What exactly causes the spokes is unknown, but their re-emergence, combined with a Hubble planetary observing program, will provide opportunities to study them in greater detail.
Scientists hope to get to the bottom of not just what the spokes are but why they only emerge seasonally, disappearing and reappearing at certain times in Saturn's year.
"Thanks to Hubble's OPAL program, which is building an archive of data on the outer solar system planets, we will have longer dedicated time to study Saturn's spokes this season than ever before," says planetary scientist Amy Simon of NASA.
We first discovered Saturn's spokes in images from the two Voyager probes, which flew past Saturn in 1980 and 1981, respectively: temporary streaks and smudges that usually appear as radial features, moving with the rings as they orbit Saturn.

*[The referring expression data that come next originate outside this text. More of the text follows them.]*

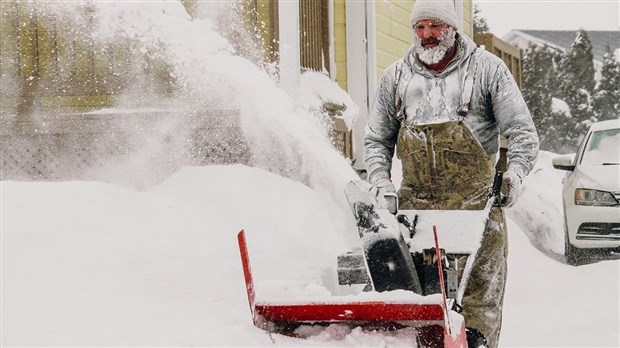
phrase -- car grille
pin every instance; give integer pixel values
(599, 231)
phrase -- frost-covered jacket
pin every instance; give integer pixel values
(497, 106)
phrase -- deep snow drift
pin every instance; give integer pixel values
(88, 263)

Further observation and analysis revealed more oddities. The spokes usually appear dark from above, while from below, they typically appear bright, and they're not always there.

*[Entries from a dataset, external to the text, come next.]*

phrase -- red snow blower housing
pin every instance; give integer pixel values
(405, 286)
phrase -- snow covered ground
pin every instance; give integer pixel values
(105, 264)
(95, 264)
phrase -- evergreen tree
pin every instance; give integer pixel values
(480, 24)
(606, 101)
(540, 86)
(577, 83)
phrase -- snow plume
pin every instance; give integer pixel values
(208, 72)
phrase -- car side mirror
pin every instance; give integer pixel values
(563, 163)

Typically, the spokes appear only in Saturn's spring and autumn, for the eight-year period centered around the equinox, and disappear during summer and winter, for the period centered around the solstice.
Saturn is very different from Earth in many ways, but in one way, the two planets are alike. Both have a significant axial tilt with respect to their orbital plane; for Earth, that tilt is 23.45 degrees, and for Saturn, it's 26.73 degrees.

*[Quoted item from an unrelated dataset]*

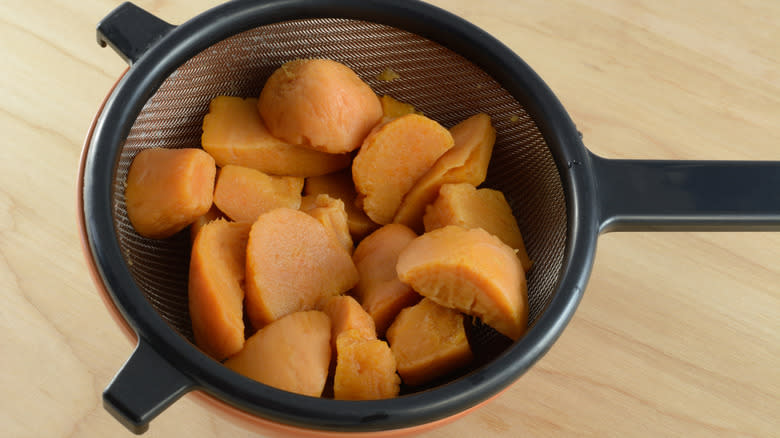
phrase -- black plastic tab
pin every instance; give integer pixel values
(130, 31)
(657, 195)
(144, 387)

This tilt is what gives Earth its seasons. As our planet orbits the Sun, the Northern and Southern hemispheres receive more or less sunlight, depending on whether they are tilted towards or away from the Sun.
The point at which the tilt is the deepest is the solstice, occurring in summer and winter. The time of lowest tilt with respect to the Sun is known as the equinox, occurring in spring and autumn. Saturn has this too, but it also has rings, and they tilt, too. Saturn's rings tilt towards the Sun at the solstices, and at the equinoxes, the rings are pretty much edge-on.
Because Saturn is so much farther from the Sun, its year is longer, too. It takes 29 years for Saturn to orbit the Sun, and each of its seasons is around 7 years.
Decades of observations show that the spokes typically start to appear around four years before the equinox. The next equinox on Saturn is due to take place in 2025, so the start of "spoke season" was estimated to occur sometime in 2021.
"Despite years of excellent observations by the Cassini mission, the precise beginning and duration of the spoke season is still unpredictable, rather like predicting the first storm during hurricane season," Simon explains.
Hubble has been undertaking an observing campaign of the outer Solar System planets, the Outer Planet Atmospheres Legacy (OPAL) program, so Simon and her team tapped into that data to look for signs of the spokes in Hubble observations from 2021 and 2022. And right on schedule, the spokes appeared in 2021.
Then, in data from September 2022, the team tracked spokes over an 11-hour period. The spoke season is well and truly underway.
As for what causes them, scientists have some ideas. Data from several missions, including Voyager, suggest that the spokes themselves consist of dust particles from the rings separating from the icy chunks in the rings and levitating separately. And it could be Saturn's magnetic field that causes them to do so.
As the solar wind interacts with Saturn's magnetic field, it creates an electrically charged environment, a bit like a giant Van de Graaff generator. This could influence charged dust particles in Saturn's rings, causing them to electrostatically stick together, temporarily forming denser dust patches in the rings.
But it's not entirely clear if this is indeed what is occurring or why it is a seasonal phenomenon. Hubble data over the next few years could help scientists unravel the mystery.
"The Hubble OPAL program will continue its annual Saturn observational cadence for as long as the facility is operational," the researchers write, "and the spokes should soon be readily visible to ground-based telescopes, as well."
Their findings have been published in Geophysical Research Letters.